Educateurs en péril

Alain Martel, travailleur de rue, Montérégie 

Ça brasse dans les écoles. Ce n’est pas une trop grosse nouvelle, me direz-vous, mais je suis surpris de la tournure des événements.

Depuis que je travaille, j’ai rencontré plein de gens avec qui j’ai développé de bons liens professionnels. Parfois, ces liens se sont développés encore plus. Une amitié un peu bizarre, parce qu’on ne s’appelle pas pour sortir, pour prendre un café ou pour se présenter nos conjoints ou conjointes. Ça demeure au niveau professionnel, mais avec un intérêt supplémentaire envers les humains que nous sommes.

À chaque rencontre, à chaque appel, à chaque occasion que le métier amène, il y aura toujours un temps où l’on s’inquiète de l’autre, où l’on s’intéresse à ses émotions et ses sentiments. On partage tout ça avec passion et simplicité. Il y a déjà eu quelques larmes et quelques étreintes parce que nous avions réussi à aider quelqu’un, ou encore parce que nous avions échoué.

Il en est ainsi de ma relation avec Charles. C’est un nom fictif pour ne pas mettre mon ami dans le trouble. Charles travaille dans une école. Il s’occupe de jeunes qui ont ou pensent avoir des problèmes de consommation de drogues. Ce qui m’unit à Charles, ce sont toutes les histoires d’horreur qu’il a entendues depuis maintenant 16 ans. Il continue d’en entendre presque à chaque jour. Des jeunes qui ont été violés et qui consomment afin de passer une autre journée sans mourir, des jeunes abandonnés par le monde adulte, des jeunes plein d’histoires plus tristes les unes que les autres. Il vit quotidiennement les élans de jeunes qui veulent être entendus et prennent la voie de la toxicomanie, mais aussi de la violence, des fugues, des tentatives de suicide.

Ça faisait longtemps, presque quatre ans, que je n’avais pas parlé à Charles. Puisque je suis sorti du travail de rue, puisqu’il a pris un congé sabbatique; pour des raisons aussi bonnes les unes que les autres. Et voilà qu’un matin, j’ai un message sur mon répondeur. Et là, je pars dans le monde des souvenirs. La voix de Charles me rappelle certaines aventures que nous avions vécues. Par exemple, il suivait une jeune fille de 16 ans qui consommait par injection.
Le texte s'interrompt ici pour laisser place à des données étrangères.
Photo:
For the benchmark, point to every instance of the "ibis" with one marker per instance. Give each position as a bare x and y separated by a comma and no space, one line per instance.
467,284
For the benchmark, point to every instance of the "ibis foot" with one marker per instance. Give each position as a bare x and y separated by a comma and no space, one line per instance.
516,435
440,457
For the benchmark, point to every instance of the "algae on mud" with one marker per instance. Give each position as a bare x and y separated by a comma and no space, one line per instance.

Il me l’avait référée. C’était la première fois que nous travaillions ensemble. En utilisant plusieurs stratégies, mais aussi parce qu’il avait accepté de contourner certaines règles de son école, nous avons réussi à aider cette jeune fille qui ne consomme plus depuis ce temps.

Charles et moi sommes très heureux de nous revoir. On se donne des nouvelles, on se met à jour. Il me raconte: «depuis quelques années, la situation a bien changé. Depuis que les négociations sont plus médiatisées, c’est encore plus difficile. On dirait que la direction le prend personnel. Elle coupe dans un paquet de services aux étudiants. Elle ne nous supporte plus. Un ami professeur s’est fait attaquer par des élèves, il s’est fait battre et on lui conteste son droit à la CSST, en refusant d’admettre l’événement. Je me sens tellement isolé. On me commande de suivre des élèves qui ne sont plus à l’école. On augmente ma charge de travail. Je subis l’intimidation des étudiants et de la direction. Personne ne veut ou ne peut s’allier à nous sous peine de représailles. On se croirait dans un mauvais film de série B. Je suis désespéré. La semaine dernière, j’ai vomi dans le stationnement de l’école. Je suis tanné, écrasé. Je serais mieux de travailler dans une usine à mettre des couvercles en métal sur les boîtes de petits pois. Ça serait plate mais, au moins, je pourrais entrer chez moi sans avoir besoin de cachets pour dormir.»

Pour dire la vérité, Charles est la combinaison de trois personnes du milieu scolaire avec qui j’ai parlé la semaine dernière. Ce que je décris, comme relation, est exact. Ce qui me dérange dans leurs histoires, c’est que le conflit sacrifie des êtres humains qui avaient une passion, une volonté de faire les choses en sachant qu’ils pouvaient faire une différence dans la vie de quelques-uns.

L’état actuel du système d’éducation tue les passions à petit feu. Certains sont épuisés. La fragilité de leur santé mentale est visible. Il y aura peut-être des gens qui mourront de ça. Autant physiquement que psychologiquement. Le milieu scolaire développera des employés amers qui rendront les étudiants amers et on aura une vie amère. Vous pensez que j’exagère? Mais si vous avez une chance de vous faire raconter la vie dans les écoles depuis septembre, prenez le temps de bien entendre et comprendre ce que l’on vous raconte. On a le réflexe de penser qu’ils se plaignent le ventre plein. Prêtons-leur une oreille. Merci de me lire. Merci de me publier.